正文250 烬中重燃希望
()文箐很佩服周德全,不得不说:姜,还是老的辣。
他临来时,特意跑了一趟沈贞吉处,带给文箐与沈吴氏的消息便是:大舅爷变卖所收藏的画,得了十来万贯钞。这钱虽不少,可要是还债,也着实不多,想来是贱卖了。
文箐听后,很是动容。“孤本难求。大舅二舅家的那些画,几代人的收藏,如今……”
周德全却私下里与陈妈说:有人在打沈家的画的主意。这要债便是冲着画来的。
陈妈惊疑地道:“那,难道大舅爷就此送了出去?”
周德全摇摇头,道:“大舅爷也心知肚明。”
沈贞吉拿着画不松手,不变卖;对方也不说破。双方耗着拖着,就看谁绷不住,毕竟沈家这边有压力——一群要债的虎视眈眈。

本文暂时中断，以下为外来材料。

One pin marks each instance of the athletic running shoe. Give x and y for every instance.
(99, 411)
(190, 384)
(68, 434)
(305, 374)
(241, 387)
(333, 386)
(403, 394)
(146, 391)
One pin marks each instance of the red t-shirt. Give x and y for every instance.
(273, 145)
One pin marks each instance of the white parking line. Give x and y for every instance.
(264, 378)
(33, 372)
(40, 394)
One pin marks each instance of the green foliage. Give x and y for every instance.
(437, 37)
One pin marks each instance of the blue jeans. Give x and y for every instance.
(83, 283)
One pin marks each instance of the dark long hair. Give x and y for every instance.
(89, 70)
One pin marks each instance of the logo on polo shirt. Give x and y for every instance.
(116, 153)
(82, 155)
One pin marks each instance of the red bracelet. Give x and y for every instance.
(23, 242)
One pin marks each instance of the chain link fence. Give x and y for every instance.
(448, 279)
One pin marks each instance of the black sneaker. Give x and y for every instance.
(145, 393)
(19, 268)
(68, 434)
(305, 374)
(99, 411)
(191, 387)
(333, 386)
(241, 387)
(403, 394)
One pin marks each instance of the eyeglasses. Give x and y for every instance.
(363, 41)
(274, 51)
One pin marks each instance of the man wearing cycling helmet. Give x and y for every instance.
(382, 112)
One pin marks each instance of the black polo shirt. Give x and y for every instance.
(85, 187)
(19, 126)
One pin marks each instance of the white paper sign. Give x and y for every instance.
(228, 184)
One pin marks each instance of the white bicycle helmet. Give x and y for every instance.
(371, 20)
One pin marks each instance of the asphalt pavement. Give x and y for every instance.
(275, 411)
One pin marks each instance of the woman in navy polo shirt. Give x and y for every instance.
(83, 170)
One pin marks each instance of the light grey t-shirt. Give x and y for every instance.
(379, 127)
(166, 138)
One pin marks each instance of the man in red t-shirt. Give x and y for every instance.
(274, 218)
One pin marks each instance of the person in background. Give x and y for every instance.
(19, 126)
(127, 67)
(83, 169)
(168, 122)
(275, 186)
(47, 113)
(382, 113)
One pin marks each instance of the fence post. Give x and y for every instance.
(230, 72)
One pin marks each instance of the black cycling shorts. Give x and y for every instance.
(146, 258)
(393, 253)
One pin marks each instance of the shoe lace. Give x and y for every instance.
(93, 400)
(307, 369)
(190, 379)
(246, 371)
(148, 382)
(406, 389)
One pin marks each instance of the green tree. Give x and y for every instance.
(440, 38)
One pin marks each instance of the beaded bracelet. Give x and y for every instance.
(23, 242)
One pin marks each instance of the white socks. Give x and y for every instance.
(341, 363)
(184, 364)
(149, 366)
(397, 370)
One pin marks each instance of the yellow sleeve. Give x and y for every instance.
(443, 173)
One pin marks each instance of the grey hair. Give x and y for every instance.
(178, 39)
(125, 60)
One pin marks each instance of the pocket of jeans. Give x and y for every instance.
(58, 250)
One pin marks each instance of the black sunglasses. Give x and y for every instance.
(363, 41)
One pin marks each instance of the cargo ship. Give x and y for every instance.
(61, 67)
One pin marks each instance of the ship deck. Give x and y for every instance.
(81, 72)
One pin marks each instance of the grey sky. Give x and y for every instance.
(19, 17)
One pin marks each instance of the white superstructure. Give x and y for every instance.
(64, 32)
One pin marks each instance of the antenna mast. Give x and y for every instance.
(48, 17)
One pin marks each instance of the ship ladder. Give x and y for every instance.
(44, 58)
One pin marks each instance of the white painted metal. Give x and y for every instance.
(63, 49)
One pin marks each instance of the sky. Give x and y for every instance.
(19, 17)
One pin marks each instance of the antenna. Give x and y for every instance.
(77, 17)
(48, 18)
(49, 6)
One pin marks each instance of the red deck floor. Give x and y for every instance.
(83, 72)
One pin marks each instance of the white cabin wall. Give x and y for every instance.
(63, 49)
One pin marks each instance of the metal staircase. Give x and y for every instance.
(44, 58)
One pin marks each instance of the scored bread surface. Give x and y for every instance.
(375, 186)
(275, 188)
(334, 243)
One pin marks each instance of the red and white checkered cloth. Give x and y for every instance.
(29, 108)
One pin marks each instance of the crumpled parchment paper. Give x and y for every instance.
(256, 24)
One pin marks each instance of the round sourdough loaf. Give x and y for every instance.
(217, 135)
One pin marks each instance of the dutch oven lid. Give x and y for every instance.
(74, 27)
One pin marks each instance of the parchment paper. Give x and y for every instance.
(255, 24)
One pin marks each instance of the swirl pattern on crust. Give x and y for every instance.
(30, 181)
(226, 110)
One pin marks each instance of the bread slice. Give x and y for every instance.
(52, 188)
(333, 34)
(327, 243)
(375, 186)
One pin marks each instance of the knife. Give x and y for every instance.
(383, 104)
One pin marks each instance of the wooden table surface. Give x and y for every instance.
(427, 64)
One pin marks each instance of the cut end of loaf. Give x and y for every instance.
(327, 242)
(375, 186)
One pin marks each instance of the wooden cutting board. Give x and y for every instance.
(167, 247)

再说,沈贞吉三日后将《纸舟先生全真直指》、《抱一函三秘诀》摹本给了周腾后,周腾兴奋地上门拜访织造太监。结果在门房处等了半天,好不容易进去问话的人出来说是说公务繁忙,无暇接见。
周腾有些意兴阑珊,他明白这是对方因自家曾拒过任弛的求亲一事,十分懊恼。正要出门时,却见任弛从马车上下来。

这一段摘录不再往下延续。